Nun war ich also wieder allein mit mir in der kalten Mondnacht, die heute am Samstag recht still war. Der Nordwind kam von rechts, wo die nächste Eisenbahnlinie sehr weit entfernt war. Das Wochenendfahrverbot für Lastwagen ließ auch auf der Ostwestfalenstraße keinen stärkeren Verkehrslärm zu. Der nachmittags noch unangenehme Nordwind war abgeflaut.

Eine herrliche Ansitznacht stand bevor. Wie schön es ist, den Wald in der Nacht zu belauschen und mal einige Stunden sonst nichts zu hören, weiß nur, wer es selbst erlebt hat. Das Mondlicht wurde immer üppiger. Die starken Fichtenstämme warfen dunkle Schatten, und wenn dort in einem solchen Schatten jetzt eine Sau gestanden hätte, wäre sie kaum zu erkennen gewesen. Deswegen ist mir zur Jagd zwei Tage vor Vollmond eine geschlossene nicht zu dichte Wolkendecke viel lieber. Wenn die Nacht mit milchigem Licht erfüllt ist, jagt es sich viel besser. Auch ist das Schwarzwild dann nicht so scheu.

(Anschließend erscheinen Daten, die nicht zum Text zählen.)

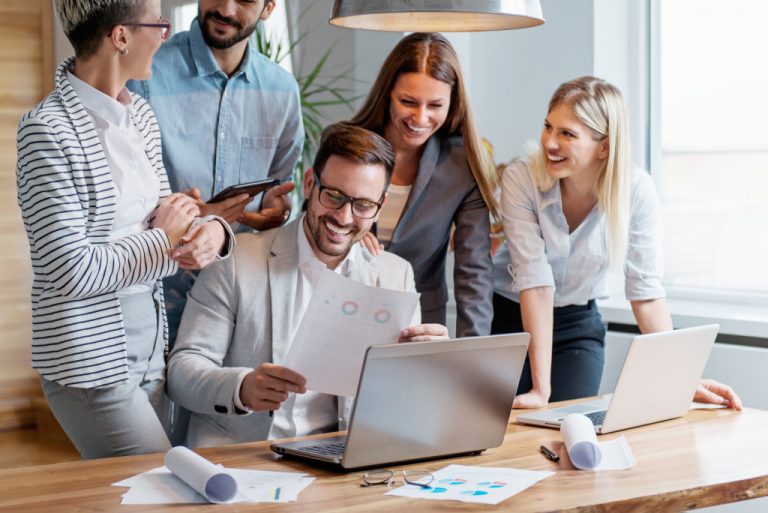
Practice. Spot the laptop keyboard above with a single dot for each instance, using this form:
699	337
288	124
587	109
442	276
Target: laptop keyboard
334	449
597	417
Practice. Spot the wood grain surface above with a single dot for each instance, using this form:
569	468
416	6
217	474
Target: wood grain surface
708	457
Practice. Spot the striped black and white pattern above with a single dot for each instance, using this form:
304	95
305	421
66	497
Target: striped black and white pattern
67	199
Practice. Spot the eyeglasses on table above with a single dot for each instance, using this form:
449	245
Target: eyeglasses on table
385	476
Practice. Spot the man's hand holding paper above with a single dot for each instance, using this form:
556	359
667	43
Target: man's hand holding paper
343	319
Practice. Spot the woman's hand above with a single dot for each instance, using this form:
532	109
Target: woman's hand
371	243
711	391
174	215
275	208
533	399
200	245
423	332
229	209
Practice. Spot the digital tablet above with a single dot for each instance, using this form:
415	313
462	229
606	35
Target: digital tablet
250	188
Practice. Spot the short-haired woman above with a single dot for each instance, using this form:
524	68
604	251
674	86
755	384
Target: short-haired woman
103	229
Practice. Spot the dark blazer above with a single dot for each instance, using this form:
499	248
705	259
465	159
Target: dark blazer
445	194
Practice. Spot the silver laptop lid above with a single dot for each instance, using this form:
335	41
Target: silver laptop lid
657	382
659	377
429	399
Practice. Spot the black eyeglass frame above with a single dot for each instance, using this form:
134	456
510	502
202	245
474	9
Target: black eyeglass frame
163	24
347	199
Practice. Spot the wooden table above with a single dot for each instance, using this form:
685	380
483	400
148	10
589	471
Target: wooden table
706	458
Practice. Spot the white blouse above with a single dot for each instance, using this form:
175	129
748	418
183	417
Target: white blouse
137	187
397	197
542	252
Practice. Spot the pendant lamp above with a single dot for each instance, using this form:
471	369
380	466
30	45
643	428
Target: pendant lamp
436	15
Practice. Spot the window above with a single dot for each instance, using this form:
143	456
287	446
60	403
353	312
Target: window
712	66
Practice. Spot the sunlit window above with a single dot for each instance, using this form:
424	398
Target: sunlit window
713	172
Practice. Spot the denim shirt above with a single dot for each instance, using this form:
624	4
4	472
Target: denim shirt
540	251
216	130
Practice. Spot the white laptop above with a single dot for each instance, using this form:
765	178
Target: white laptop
657	382
424	400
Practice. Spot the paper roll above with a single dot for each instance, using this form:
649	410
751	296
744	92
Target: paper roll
580	441
207	479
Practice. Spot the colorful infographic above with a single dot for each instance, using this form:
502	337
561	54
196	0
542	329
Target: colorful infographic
474	484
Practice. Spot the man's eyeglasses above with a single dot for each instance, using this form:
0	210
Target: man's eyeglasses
335	199
420	478
163	24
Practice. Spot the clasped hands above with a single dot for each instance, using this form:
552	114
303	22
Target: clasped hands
275	207
268	385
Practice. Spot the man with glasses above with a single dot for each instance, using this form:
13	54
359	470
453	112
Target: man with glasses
242	313
227	116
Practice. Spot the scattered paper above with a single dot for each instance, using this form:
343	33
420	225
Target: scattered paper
343	319
187	480
483	485
586	453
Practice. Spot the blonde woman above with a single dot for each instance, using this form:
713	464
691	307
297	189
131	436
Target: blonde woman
570	211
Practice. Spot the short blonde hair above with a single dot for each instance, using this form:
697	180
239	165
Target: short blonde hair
87	22
600	106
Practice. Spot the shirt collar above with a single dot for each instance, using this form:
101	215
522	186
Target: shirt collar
306	254
117	112
552	196
203	55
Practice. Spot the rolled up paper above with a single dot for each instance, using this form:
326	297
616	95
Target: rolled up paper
580	441
207	479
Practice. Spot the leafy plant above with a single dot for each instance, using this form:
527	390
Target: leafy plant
317	91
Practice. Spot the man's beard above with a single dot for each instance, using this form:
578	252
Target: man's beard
214	41
315	228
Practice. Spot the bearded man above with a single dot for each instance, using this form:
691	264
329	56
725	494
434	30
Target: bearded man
242	312
227	115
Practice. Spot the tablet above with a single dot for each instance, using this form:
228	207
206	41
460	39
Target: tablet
250	188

Gegen neun Uhr hörte ich aus der Nachbarschaft einen Schuss. Also laufen die Sauen wenigstens, war mein Gedanke. Dass die Kugel einem Fuchs gegolten hatte, war natürlich auch möglich. Plötzlich stand auf der Lichtung ein einzelnes Reh. Es hatte den Siegel gespreizt, also war es beunruhigt. Im Fernglas erkannte ich an der Form des Spiegels, dass es ein Rehbock war. Sein Gehörn hatte er abgeworfen. Auch dieser Gast blieb nicht lange in meinem Blickfeld sondern zog langsam von der Lichtung in Richtung einer Naturverjüngung davon.

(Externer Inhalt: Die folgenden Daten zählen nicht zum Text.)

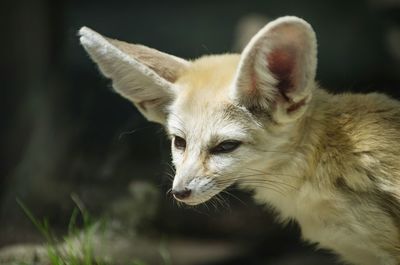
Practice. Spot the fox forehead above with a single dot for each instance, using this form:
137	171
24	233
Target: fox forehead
202	104
207	80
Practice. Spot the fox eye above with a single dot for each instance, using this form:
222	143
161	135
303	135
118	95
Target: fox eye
179	143
225	147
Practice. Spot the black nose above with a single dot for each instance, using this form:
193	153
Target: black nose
181	194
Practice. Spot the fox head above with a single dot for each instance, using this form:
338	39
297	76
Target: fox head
229	116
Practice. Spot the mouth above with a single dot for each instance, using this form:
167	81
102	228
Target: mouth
195	194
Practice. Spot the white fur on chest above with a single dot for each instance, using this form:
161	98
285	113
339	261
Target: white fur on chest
325	219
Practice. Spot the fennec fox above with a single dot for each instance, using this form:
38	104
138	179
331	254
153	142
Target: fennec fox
259	119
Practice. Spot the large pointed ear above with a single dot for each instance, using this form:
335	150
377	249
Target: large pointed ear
277	69
143	75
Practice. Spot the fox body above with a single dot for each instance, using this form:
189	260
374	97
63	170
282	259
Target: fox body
259	120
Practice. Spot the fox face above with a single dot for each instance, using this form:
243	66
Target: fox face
230	117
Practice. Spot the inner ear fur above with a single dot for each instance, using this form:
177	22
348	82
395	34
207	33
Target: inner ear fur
141	74
277	69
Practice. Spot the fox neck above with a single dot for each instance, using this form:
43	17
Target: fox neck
293	167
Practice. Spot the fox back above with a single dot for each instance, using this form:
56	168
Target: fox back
259	120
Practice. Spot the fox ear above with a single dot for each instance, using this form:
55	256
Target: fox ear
143	75
277	69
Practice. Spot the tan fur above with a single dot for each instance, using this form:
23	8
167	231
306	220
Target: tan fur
329	162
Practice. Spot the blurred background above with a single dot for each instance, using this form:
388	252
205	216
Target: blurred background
65	134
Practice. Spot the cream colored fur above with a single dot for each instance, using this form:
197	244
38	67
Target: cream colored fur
329	162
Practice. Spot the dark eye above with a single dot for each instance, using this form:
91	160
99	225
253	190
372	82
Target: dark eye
225	147
179	143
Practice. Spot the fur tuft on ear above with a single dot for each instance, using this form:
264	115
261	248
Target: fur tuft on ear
277	69
143	75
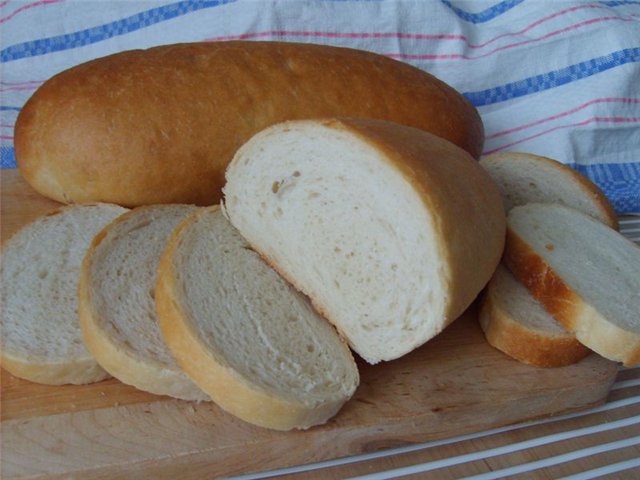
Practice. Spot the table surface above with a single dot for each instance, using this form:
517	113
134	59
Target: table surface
599	442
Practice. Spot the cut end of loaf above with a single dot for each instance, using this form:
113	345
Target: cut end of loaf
364	217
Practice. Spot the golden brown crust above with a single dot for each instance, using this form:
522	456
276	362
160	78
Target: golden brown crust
525	345
80	371
160	125
600	200
471	248
566	306
226	387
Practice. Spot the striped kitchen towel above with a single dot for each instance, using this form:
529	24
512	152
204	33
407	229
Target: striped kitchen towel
555	78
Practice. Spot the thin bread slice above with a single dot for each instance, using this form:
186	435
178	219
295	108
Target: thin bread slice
243	334
117	306
526	178
41	338
516	324
378	223
586	275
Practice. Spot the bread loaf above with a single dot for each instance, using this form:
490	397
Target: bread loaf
391	231
41	338
246	337
526	178
160	125
586	275
117	306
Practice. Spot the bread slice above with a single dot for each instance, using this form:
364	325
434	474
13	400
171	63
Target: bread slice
244	335
586	275
527	178
516	324
391	231
41	339
117	306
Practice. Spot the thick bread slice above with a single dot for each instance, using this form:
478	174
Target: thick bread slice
391	231
117	306
246	337
516	324
527	178
41	339
585	274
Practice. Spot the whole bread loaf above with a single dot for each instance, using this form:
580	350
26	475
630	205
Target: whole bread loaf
160	125
390	230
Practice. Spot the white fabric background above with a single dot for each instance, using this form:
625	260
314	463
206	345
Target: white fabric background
552	77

Aus der Ferne hörte ich einen weiteren Schuss und bald darauf bellte ein Fuchs. Mir ging so durch den Kopf, dass ich noch gar keinen Waldkauz gehört hatte in dieser Nacht, als ich aus der Naturverjüngung den Rehbock mordsmäßig schrecken hörte. Seine plötzliche laute Unmutsäußerung erschreckte mich regelrecht. Er wollte sich gar nicht wieder beruhigen. Wohl fünf Minuten schimpfte er über irgendein Ärgernis. Dann zog er weiter weg und das Schrecken wurde leiser. Hatte er mir das Anwechseln von Sauen angezeigt oder hatte er Wind von mir bekommen? Mit besonderer Aufmerksamkeit lauschte ich nun in die Winternacht. Aber es blieb still.

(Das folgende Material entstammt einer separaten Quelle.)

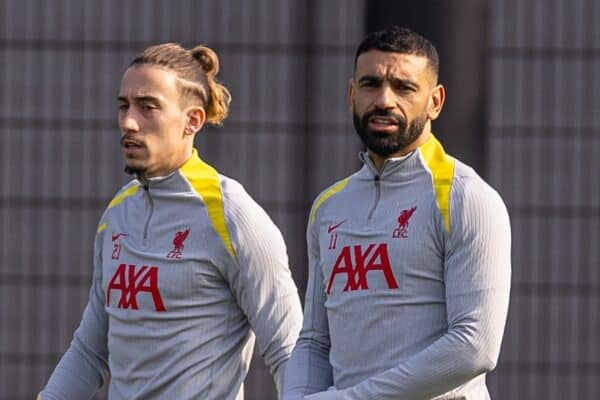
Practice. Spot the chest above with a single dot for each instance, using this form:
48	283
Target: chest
391	243
158	261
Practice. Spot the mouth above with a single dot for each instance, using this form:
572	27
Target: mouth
381	123
130	145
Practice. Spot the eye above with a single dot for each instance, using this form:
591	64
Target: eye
149	107
369	84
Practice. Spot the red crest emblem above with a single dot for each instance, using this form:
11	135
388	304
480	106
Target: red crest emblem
402	230
178	241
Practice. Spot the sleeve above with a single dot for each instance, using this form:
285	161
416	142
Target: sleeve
477	278
309	370
83	369
264	287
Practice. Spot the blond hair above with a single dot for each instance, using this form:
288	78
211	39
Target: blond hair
197	70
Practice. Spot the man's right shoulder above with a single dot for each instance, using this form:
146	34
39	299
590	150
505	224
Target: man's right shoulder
129	189
327	194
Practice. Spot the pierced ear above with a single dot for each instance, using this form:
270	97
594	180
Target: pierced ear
350	93
436	102
196	116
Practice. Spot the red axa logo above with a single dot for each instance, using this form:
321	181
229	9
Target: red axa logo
355	261
178	240
130	280
402	230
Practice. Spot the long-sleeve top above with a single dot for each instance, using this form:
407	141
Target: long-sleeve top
409	281
188	271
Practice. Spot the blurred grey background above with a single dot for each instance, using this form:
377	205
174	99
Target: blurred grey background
522	79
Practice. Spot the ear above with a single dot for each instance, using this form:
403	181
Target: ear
436	101
350	93
196	116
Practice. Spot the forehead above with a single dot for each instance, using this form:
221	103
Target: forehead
148	80
398	65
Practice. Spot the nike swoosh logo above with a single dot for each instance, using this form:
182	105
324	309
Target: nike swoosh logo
332	228
118	235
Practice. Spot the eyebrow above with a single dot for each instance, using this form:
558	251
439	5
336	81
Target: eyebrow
393	80
370	78
139	99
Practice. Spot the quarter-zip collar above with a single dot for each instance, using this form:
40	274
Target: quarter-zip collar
392	167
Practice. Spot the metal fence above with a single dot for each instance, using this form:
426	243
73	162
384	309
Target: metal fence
543	146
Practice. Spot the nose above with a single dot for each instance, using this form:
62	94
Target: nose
385	98
127	121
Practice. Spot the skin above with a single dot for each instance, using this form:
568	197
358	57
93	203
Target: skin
157	127
404	86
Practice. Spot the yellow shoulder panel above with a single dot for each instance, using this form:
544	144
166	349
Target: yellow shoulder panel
338	187
205	181
441	166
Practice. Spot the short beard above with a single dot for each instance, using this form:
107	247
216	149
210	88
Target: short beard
385	144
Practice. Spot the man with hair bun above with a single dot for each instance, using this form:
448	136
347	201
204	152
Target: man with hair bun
188	269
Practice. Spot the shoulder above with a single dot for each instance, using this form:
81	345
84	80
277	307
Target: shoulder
126	191
327	194
474	202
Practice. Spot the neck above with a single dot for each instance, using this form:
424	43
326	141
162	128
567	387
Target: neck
379	160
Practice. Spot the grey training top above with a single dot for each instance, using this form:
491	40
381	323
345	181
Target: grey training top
409	279
186	268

Was war das? Hatte da nicht ein Ast unter dem Tritt eines Stückes geknackt? Da war doch wieder ein Knistern! Oder war das der Frost? Plötzlich ein explosionsartiges Schrecken des Rehbocks, der sich wieder zum Ort seines Ärgers zurück geschlichen hatte. Nicht nur ich erschrak davon, sondern auch zwei Waschbären, die ich bisher noch gar nicht bemerkt hatte und die jetzt einer nach rechts und einer unter meiner Kanzel hindurch eilig davon humpelten, während der Rehbock in weiten Sprüngen durch den Hochwald davon preschte.

Jedenfalls war ich jetzt hellwach. Noch einige Stunden blieb ich sitzen, dachte an dies und jenes und auch an das Wild, das ich von diesem Hochsitz aus schon erlegt hatte. Nach Mitternacht vernahm ich noch einen weiteren Schuss aus der Ferne. Dann baumte ich ab. Wieder erfolglos, wie schon fünf Nächte zuvor. Aber mit einem Gefühl von Zufriedenheit.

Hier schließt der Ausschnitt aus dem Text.